Profi-Radsport

Telekom bei Flandern-Rundfahrt mit zwei Spitzen

05.04.2002 -

Berlin/Brügge (dpa) - Mit einer Doppelspitze will das Team Telekom bei der Flandern-Rundfahrt die Kreise der favorisierten Gastgeber stören. «Erik Zabel und Steffen Wesemann sind gleichberechtigte Kapitäne», kündigte Teamchef Rudy Pevenage vor dem zweiten Weltcup-Rennen der Saison an, wobei «gleichberechtigt» interpretierbar sein könnte.

Sollte Zabel, der nach seiner unglücklichen Niederlage von San Remo immer noch mit Wut im Bauch unterwegs ist, auf den 264 km zwischen Brügge und Meerbeke im Finale mit seinem Team-Kollegen gleichauf liegen, dürfte auch für Wesemann die Mannschafts-Hierarchie verpflichtend sein. Die selbe Taktik gilt auch eine Woche später beim großen Jubiläum «100 Jahre Paris-Roubaix».

«Peter van Petegem ist mein Top-Favorit. Das war eine Demonstration, was der hier gezeigt hat», meinte Pevenage nach dem Erfolg des 32-jährigen Belgiers (1999 Sieger in Flandern) beim Vorbereitungsrennen «Drei Tage von Panne». Diesem Aufgalopp blieb der Weltranglisten-Zweite Zabel fern und trainierte lieber zu Hause. Der Stachel von San Remo, wo ihm die Verwicklung in zwei Stürze einen Strich durch die Rechnung gemacht hatte, den Weltcup-Auftakt zum fünften Mal zu gewinnen, sitzt noch immer tief. «Erik ist heiß und seine Form top», sagte Telekom-Manager Walter Godefroot, der die Flandern-Rundfahrt 1968 und 1978 zwei Mal gewann.

Der zweite Kandidat neben van Petegem, der als Teamhelfer allerdings «Altmeister» Andrej Tschmil durch einen Sturz verloren hat, ist der 36-jährige Ex-Weltmeister Johan Museeuw.
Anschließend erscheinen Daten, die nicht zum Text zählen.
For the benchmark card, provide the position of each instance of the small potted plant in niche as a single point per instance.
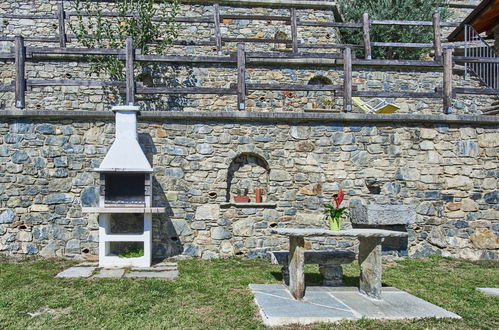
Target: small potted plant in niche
(241, 196)
(335, 213)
Der Belgier fährt seine letzte Saison und will mit Sieg Nummer 4 sogar Eddy Merckx, der die Flandern-Rundfahrt «nur» zwei Mal gewinnen konnte, weit hinter sich lassen. Auf die Frage, welchen der zwei Klassiker innerhalb von acht Tagen - Flandern-Rundfahrt oder Paris-Roubaix - er sich zutraut zu gewinnen, antwortete Museeuw in Panne: «Natürlich beide.» Aber auch der Amerikaner George Hincapie mit dem prominentesten aller Helfer, Tour-Sieger Lance Armstrong, ist zum Favoritenkreis zu rechnen, ebenso wie Michele Bartoli (Italien).
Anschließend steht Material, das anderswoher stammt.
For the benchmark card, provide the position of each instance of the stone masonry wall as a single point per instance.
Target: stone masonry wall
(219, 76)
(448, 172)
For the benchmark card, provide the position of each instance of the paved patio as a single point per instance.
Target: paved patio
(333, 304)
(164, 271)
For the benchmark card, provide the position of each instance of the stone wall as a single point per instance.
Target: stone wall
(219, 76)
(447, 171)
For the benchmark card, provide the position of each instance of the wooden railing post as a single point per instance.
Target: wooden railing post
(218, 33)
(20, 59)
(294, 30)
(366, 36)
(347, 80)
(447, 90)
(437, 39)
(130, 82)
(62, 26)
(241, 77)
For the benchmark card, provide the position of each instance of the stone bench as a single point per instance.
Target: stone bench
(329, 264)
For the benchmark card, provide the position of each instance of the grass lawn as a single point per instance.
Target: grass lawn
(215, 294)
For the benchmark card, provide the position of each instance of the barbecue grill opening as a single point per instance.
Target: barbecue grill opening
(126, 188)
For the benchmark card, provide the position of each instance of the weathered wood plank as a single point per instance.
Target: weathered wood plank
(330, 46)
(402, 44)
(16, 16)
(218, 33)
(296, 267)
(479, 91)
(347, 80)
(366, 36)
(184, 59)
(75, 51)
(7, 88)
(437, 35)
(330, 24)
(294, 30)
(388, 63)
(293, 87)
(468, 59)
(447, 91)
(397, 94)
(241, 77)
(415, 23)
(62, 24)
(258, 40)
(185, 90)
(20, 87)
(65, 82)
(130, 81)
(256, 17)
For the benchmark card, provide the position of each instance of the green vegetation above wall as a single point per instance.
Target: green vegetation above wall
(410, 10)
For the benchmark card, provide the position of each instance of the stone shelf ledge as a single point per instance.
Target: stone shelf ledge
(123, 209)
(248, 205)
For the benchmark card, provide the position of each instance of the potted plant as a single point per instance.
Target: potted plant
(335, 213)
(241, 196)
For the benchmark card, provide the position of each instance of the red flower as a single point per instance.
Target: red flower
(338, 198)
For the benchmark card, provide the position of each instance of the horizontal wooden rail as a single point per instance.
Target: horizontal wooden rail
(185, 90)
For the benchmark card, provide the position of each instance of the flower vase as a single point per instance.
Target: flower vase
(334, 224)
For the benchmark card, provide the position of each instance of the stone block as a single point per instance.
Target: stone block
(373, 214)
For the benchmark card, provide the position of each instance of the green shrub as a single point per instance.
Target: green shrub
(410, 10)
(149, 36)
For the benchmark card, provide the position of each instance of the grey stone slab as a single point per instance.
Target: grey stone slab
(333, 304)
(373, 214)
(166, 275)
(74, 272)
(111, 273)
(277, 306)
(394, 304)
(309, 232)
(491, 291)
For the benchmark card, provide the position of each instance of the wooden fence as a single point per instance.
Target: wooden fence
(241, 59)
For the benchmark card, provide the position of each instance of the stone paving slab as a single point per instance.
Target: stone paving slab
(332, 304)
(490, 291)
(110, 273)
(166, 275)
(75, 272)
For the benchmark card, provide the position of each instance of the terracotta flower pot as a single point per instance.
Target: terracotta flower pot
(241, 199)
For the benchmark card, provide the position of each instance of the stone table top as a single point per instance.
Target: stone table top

Zum ersten Mal nach 14 Jahren steht bei der «Ronde», die von hunderttausenden Fans in jedem Jahr zum Volksfest umgestaltet wird, wieder der (allerdings etwas entschärfte) Koppenberg im Profil. Die 22 prozentige Steigung über lediglich 550 m wurde 1987 gestrichen, nachdem ein Begleitfahrzeug den dänischen Profi Jesper Skippy fast überrollt hätte. Insgesamt sind in Flandern 16 Steigungen - zum großen Teil auf Kopfsteinpflaster-Passagen - zu meistern.